PRINTED IN THE UNITED STATES OF AMERICA


PREFACE

This book is essentially a desultory book, the result of intermittent observation, and often, no doubt, of rash assumption. Having been written in Paris, at odd moments, during the last two years of the war, it could hardly be more than a series of disjointed notes; and the excuse for its publication lies in the fact that the very conditions which made more consecutive work impossible also gave unprecedented opportunities for quick notation.

The world since 1914 has been like a house on fire. All the lodgers are on the stairs, in dishabille. Their doors are swinging wide, and one gets glimpses of their furniture, revelations of their habits, and whiffs of their cooking, that a life-time of ordinary intercourse would not offer. Superficial differences vanish, and so (how much oftener) do superficial resemblances; while deep unsuspected similarities and disagreements, deep common attractions and repulsions, declare themselves. It is of these fundamental substances that the new link between France and America is made, and some reasons for the strength of the link ought to be discoverable in the suddenly bared depths of the French heart.

There are two ways of judging a foreign people: at first sight, impressionistically, in the manner of the passing traveller; or after residence among them, "soberly, advisedly," and with all the vain precautions enjoined in another grave contingency.

Of the two ways, the first is, even in ordinary times, often the most fruitful. The observer, if he has eyes and an imagination, will be struck first by the superficial dissemblances, and they will give his picture the sharp suggestiveness of a good caricature. If he settles down among the objects of his study he will gradually become blunted to these dissemblances, or, if he probes below the surface, he will find them sprung from the same stem as many different-seeming characteristics of his own people. A period of confusion must follow, in which he will waver between contradictions, and his sharp outlines will become blurred with what the painters call "repentances."

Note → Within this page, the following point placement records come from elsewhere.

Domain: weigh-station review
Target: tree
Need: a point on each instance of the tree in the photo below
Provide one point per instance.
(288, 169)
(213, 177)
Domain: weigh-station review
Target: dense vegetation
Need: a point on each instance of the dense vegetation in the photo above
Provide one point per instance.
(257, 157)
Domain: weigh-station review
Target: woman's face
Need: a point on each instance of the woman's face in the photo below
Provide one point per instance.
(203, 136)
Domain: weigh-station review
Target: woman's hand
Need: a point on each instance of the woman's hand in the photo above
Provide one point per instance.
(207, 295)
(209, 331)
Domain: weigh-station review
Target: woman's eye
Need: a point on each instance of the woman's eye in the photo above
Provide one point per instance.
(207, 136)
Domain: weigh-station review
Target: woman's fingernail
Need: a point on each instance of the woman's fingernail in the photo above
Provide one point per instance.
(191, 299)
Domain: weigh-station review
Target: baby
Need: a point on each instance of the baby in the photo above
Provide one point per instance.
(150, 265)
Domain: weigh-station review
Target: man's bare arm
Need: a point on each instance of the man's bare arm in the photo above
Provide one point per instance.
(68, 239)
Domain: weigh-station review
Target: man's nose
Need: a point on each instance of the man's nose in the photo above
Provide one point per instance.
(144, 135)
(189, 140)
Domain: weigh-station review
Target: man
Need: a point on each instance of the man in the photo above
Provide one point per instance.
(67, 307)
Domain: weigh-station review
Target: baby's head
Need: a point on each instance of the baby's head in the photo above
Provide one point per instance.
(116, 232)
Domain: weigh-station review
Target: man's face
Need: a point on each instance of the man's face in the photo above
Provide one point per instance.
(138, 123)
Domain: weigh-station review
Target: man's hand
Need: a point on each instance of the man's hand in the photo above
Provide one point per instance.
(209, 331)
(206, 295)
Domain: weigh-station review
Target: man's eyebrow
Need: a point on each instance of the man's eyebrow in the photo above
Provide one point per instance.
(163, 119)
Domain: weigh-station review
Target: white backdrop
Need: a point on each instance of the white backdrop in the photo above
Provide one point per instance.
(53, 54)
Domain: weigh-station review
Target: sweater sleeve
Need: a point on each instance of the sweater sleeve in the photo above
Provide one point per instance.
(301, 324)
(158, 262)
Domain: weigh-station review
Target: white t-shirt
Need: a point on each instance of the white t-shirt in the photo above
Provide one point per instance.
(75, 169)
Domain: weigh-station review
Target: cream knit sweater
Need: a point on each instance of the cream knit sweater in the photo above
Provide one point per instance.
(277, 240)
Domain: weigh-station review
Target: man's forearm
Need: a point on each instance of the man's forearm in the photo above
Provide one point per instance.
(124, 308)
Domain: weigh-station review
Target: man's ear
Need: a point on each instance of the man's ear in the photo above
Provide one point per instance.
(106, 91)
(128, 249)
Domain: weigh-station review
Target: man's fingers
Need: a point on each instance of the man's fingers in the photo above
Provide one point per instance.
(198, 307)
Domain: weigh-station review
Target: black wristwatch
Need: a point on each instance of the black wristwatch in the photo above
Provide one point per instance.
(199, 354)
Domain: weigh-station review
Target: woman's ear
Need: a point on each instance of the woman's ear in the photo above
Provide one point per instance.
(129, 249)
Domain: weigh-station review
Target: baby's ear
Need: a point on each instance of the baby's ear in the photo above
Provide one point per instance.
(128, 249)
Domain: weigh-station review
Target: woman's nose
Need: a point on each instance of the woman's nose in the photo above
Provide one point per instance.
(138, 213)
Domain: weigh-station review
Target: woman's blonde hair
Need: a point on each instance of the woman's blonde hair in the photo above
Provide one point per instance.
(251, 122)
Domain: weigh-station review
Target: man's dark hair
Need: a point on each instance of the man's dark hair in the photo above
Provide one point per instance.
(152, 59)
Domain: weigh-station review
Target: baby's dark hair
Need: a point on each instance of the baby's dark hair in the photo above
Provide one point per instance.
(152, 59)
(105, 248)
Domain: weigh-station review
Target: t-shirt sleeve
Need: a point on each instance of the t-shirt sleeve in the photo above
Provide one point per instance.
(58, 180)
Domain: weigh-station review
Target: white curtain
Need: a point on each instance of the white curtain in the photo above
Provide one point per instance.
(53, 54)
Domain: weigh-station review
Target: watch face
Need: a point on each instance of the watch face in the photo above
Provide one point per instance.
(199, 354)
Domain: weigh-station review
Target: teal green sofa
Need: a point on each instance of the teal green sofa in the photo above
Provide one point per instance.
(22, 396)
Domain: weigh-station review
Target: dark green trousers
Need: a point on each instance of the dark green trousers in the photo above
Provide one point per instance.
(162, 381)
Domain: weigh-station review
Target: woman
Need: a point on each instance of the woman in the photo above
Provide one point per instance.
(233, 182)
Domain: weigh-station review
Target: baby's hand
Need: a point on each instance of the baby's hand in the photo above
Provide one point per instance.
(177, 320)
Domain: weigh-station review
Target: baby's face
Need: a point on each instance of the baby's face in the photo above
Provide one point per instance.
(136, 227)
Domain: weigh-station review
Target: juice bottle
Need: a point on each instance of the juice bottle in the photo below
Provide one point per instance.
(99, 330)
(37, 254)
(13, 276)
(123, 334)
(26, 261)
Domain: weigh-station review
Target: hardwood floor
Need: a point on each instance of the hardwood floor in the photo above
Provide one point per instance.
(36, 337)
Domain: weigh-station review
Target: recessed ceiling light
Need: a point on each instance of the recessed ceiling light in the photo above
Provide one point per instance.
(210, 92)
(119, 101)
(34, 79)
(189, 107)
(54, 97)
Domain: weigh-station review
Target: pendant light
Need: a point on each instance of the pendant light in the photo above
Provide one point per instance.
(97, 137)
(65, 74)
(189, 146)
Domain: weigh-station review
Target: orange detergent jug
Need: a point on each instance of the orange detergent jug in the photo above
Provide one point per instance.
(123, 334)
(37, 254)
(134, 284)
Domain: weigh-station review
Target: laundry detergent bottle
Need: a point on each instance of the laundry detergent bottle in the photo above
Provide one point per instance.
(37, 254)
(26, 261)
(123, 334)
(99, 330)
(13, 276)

From this twilight it is hardly possible for any foreigner's judgment to emerge again into full illumination. Race-differences strike so deep that when one has triumphantly pulled up a specimen for examination one finds only the crown in one's hand, and the tough root still clenched in some crevice of prehistory. And as to race-resemblances, they are so often most misleading when they seem most instructive that any attempt to catch the likeness of another people by painting ourselves is never quite successful. Indeed, once the observer has gone beyond the happy stage when surface-differences have all their edge, his only chance of getting anywhere near the truth is to try to keep to the traveller's way, and still see his subject in the light of contrasts.

It is absurd for an Anglo-Saxon to say: "The Latin is this or that" unless he makes the mental reservation, "or at least seems so to me"; but if this mental reservation is always implied, if it serves always as the background of the picture, the features portrayed may escape caricature and yet bear some resemblance to the original.